The antenna setup may cover distances ranging from a few hundred meters to 1.7 kilometers. As a result, the network operates similarly to a camera with a changeable lens. The greater the distance between the antennas, the more intense the zoom: NOEMA's maximum spatial resolution is so high that it can identify a mobile phone from nearly 500 kilometers away.

NOEMA is one of the few radio observatories in the world that can detect and measure a huge number of signatures, or fingerprints of molecules and atoms, at the same time. NOEMA is a unique instrument for exploring the complexity of cold matter in interstellar space, as well as the university's building components, thanks to these so-called multi-line observations paired with great sensitivity. Over 5,000 researchers from all over the world work with NOEMA to investigate the composition and dynamics of galaxies, as well as the birth and death of stars, comets in our solar system, and the surroundings of black holes. The observatory collects light from cosmic objects that have traveled more than 13 billion years to Earth.
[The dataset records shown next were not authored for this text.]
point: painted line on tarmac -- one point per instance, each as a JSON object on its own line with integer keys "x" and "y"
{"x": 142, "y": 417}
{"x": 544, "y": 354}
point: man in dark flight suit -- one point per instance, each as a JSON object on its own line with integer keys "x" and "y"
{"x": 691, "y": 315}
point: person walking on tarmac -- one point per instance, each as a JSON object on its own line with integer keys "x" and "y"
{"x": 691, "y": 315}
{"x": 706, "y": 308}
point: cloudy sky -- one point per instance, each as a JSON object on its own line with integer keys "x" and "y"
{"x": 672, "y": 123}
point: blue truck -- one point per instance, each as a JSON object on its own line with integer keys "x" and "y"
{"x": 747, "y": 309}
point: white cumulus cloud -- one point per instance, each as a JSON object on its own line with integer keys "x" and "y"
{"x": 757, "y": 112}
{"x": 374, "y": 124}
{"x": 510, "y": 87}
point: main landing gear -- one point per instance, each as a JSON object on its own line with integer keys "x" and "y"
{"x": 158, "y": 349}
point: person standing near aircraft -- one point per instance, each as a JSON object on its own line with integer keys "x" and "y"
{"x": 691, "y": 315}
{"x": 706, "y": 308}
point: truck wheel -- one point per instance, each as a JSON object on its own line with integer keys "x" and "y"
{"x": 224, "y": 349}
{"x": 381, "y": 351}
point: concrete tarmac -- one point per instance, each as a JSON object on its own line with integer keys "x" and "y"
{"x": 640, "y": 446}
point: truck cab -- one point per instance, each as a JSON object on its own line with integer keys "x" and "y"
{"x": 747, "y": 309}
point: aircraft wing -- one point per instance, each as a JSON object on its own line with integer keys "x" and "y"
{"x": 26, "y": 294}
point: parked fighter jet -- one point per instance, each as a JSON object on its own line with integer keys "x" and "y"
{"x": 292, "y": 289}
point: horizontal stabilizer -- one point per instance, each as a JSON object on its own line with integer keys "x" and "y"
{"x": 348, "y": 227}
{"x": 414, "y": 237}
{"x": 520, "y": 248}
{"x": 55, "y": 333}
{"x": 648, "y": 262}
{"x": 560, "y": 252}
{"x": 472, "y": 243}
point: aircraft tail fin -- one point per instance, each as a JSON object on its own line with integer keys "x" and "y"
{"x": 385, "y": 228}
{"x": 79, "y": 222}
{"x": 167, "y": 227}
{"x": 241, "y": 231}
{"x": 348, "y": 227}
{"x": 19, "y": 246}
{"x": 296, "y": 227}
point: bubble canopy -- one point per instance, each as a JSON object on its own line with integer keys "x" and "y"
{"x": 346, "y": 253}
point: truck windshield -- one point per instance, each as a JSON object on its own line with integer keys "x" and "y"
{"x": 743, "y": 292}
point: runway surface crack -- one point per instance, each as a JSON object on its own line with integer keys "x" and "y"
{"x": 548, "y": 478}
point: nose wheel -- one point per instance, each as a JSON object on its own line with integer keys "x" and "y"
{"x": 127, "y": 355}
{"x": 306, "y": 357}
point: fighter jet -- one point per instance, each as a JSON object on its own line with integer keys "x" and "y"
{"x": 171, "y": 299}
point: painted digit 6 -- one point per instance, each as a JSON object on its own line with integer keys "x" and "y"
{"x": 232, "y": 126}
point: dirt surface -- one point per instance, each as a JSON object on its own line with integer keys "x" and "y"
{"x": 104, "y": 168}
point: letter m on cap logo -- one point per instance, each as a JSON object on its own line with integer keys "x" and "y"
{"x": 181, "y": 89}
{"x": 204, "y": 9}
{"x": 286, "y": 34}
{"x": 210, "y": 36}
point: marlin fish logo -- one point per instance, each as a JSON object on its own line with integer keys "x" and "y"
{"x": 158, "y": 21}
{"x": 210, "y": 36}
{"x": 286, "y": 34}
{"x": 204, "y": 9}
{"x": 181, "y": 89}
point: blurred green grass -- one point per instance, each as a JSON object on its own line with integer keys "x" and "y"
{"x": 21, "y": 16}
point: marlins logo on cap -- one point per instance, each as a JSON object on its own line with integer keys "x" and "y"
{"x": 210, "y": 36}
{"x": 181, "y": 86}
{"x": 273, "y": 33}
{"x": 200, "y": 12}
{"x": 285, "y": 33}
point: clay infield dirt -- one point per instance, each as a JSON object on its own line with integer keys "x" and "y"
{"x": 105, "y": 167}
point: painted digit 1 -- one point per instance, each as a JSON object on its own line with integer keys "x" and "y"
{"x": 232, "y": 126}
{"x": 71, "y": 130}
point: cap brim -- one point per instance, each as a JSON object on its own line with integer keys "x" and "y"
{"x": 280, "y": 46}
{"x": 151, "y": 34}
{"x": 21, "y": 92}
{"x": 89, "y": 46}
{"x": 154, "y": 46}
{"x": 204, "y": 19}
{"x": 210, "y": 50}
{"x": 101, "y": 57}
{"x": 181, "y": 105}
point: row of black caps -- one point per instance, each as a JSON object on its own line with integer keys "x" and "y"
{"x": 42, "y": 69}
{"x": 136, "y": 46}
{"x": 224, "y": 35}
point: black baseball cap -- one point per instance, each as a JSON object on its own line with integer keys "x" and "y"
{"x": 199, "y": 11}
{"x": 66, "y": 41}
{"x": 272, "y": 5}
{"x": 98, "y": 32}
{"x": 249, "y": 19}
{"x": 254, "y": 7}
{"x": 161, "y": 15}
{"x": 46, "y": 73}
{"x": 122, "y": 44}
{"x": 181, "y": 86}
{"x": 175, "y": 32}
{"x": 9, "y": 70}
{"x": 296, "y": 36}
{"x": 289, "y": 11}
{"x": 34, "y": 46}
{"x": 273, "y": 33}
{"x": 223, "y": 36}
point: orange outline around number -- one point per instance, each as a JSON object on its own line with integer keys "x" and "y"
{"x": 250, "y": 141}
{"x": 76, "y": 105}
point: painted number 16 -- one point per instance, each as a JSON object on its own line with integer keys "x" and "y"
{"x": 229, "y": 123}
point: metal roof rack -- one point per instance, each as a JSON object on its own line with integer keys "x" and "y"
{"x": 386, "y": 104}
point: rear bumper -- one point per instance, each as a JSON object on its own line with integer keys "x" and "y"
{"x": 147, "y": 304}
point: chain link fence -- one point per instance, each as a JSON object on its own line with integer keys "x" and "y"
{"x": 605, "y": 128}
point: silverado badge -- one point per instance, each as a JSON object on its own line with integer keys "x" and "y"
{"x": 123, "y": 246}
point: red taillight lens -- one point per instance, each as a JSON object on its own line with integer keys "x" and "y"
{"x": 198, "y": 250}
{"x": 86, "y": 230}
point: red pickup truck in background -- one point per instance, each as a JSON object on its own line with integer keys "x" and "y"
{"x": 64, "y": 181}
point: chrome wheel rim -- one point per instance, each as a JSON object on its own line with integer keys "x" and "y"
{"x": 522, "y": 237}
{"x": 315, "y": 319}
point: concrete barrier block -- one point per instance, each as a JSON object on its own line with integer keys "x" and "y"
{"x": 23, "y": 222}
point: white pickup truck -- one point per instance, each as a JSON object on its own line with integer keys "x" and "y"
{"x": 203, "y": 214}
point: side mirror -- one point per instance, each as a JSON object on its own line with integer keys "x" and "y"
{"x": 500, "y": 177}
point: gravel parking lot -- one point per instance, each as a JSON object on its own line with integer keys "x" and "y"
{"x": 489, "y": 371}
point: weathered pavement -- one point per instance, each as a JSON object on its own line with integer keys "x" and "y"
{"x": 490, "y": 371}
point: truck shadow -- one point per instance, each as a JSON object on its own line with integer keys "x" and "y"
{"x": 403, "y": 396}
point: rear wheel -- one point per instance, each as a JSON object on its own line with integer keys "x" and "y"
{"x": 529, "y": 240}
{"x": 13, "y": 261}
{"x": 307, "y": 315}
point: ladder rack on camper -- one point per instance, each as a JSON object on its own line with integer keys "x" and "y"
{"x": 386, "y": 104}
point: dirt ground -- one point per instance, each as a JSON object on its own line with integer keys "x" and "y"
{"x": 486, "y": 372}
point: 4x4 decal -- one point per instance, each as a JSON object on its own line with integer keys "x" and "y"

NOEMA has already made a number of significant scientific discoveries and discoveries. The telescope, for example, has spotted the most distant known galaxy to date, which formed just after the Big Bang. Furthermore, NOEMA recently measured the temperature of cosmic background radiation at a very early stage of the cosmos, a scientific first that should allow researchers to monitor the impacts of dark energy that is forcing the universe apart.